Licencing & Career Information

What is professional surveying?
  • Surveyors measure the size, position and location of things. If someone wants to know where, how high, how big, or how far, they want a surveyor. Professional surveyors take these technical skills and apply them to property ownership and legal boundaries. Professional surveyors work with government and the general public to solve spatial problems that involve legal boundaries. This may be helping a landowner understand where their property lines are, creating topographic maps for building design, or designing subdivisions of raw land.
Who are professional surveyors?
  • In Canada a professional surveyor is licensed in much the same way as a professional engineer, architect, or lawyer. They have first gained a high level of education, a university bachelor’s degree, or equivalent. They then spend 1 to 3 years working with a professional surveyor to gain experience (this is called articling), and then write professional exams set by the surveyor’s association in the province or territory where they want to work.
  • In order to work as a professional surveyor in Canada, you must have a licence and be a member of the professional surveyor’s association in the area where you work. Many professional surveyors have a licence in more than one jurisdiction.
Does a surveying license give permission to practise anywhere in Canada?
  • Professional Licenses are only valid in the province or territory where they are issued. Each province has its own regulatory body tasked with protecting the public interest by assuring the professional conduct and quality of work of their members. These Associations issue exams and licenses to qualified professionals in their jurisdiction.
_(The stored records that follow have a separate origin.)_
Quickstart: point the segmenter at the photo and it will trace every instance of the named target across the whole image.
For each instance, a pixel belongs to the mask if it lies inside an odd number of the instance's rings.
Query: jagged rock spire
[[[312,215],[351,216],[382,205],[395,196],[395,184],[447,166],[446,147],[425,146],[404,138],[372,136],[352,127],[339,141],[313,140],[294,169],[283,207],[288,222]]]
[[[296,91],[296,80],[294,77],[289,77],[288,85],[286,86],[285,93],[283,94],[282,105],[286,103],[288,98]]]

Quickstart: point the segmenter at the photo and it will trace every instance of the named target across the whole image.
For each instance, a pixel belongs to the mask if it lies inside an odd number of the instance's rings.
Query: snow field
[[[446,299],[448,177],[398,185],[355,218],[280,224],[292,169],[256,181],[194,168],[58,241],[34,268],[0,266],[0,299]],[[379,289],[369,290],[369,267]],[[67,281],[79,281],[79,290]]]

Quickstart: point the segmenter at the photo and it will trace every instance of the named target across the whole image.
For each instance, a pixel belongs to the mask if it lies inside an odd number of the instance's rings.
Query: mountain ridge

Federal jurisdictions, being the three Canadian territories, federal parks, Indian reserves and federal waters, are regulated by the Association of Canada Lands Surveyors.
Do the Surveying Associations issue different licenses?
  • Yes and no. The licenses are essentially the same, but some regulations for each province differ. Each license is only valid in the province in which it was issued. A professional land surveyor can hold multiple licenses by writing and passing the required exams set by the licensing bodies.
How do I become a professional surveyor in Canada?
  • To become a professional surveyor, you will need to complete post-secondary education. This may be a university degree in geomatics or a college diploma plus some self-study. The Canadian Board of Examiners for Professional Surveyors assesses the academic credentials of individuals who want to become land surveyors. Once the minimum level of education has been met, individuals are eligible to begin articling as a Land Surveyor in Training within one of the provincial or federal jurisdictions.